ATTENTION TOURISTS! Are you looking for an authentic Icelandic dining experience? Then Við Tjörnina is just the place for you. It’s how you would imagine the genuine thing; ignore the fact that the authentic Iceland of your guidebooks might be a marketing creation. Let’s just suspend our disbelief for a few hours and wallow in this re-creation of what, should they have existed, an upscale Reykjavík seafood restaurant in the 1940s would have felt like.
“It’s just like my gran’s front room,” exclaimed my dining companion when we were shown into the bar area. The majority of diners at Við Tjörnina choose to begin their evening in one of the many wing-backed chairs relaxing with a drink in the small seating area of this snug and cosy restaurant. This also gives people an opportunity to peruse the hand-designed menus and listen to the music on the wireless (you’d refer to the sound device as that too if you had been there).

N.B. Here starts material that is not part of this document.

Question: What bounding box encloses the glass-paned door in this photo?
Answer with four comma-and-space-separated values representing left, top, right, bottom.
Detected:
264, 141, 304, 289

The main dining area, just another collection of a few smallish rooms, continues in the quaint tradition of “the past,” with lace curtains and embroidered tablecloths. With all these rooms, it never feels too busy, although the place is usually infested with hungry patrons.

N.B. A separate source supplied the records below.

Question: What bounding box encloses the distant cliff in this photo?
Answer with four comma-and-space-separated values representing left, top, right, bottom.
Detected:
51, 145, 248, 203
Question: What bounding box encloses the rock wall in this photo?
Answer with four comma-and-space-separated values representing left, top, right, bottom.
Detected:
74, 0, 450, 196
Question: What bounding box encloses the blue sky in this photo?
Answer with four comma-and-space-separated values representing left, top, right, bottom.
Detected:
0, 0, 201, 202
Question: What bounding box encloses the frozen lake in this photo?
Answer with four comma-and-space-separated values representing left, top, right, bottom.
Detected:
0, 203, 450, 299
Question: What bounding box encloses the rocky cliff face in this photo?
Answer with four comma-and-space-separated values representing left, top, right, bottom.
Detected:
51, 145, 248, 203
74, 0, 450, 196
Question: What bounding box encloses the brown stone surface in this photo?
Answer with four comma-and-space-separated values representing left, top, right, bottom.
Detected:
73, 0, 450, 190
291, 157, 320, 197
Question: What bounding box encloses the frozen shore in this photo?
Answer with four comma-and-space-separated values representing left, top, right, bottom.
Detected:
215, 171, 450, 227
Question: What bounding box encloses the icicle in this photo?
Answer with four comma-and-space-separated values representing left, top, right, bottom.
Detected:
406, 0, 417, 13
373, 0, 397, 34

These patrons are not dining on the food of the times. Real 1940s Iceland had potatoes, salty fish, and more potatoes. Við Tjörnina, on the other hand, serves delicious but straightforward fish and seafood cuisine. Gunnar Örn Jónsson, the restaurant’s chef, says “we don’t really run after the new fashions [in food].” Good for him. This is well-presented, tasty, and unpretentious food. Highlights of our five-course “Gourmet Maison” (ISK 5900) were the exquisitely prepared scallop with tomato sauce and a wonderful halibut main course; the fish was incredibly fresh tasting. For those visitors seeking the “real” experience, a starter of hákarl (putrified shark) and brennivín is a permanent fixture on the menu. My one disappointment of the evening was that each course was served without explanation (my companion and I are still debating whether the soft vegetable cubes with the main dish were parsnip or celeriac).
Við Tjörnina can seem a little old-fashioned at first. This only adds to its unique charm. For tourists in town, this is the “genuine” Icelandic experience you are probably looking for; the locals keep coming back too. It’s the bees’ knees– if you know what I mean by that, you will be able to appreciate this fine establishment.
Templarasund 3, Open Daily,
Tel. 551 8666
There is a special Christmas menu in December, featuring wild duck.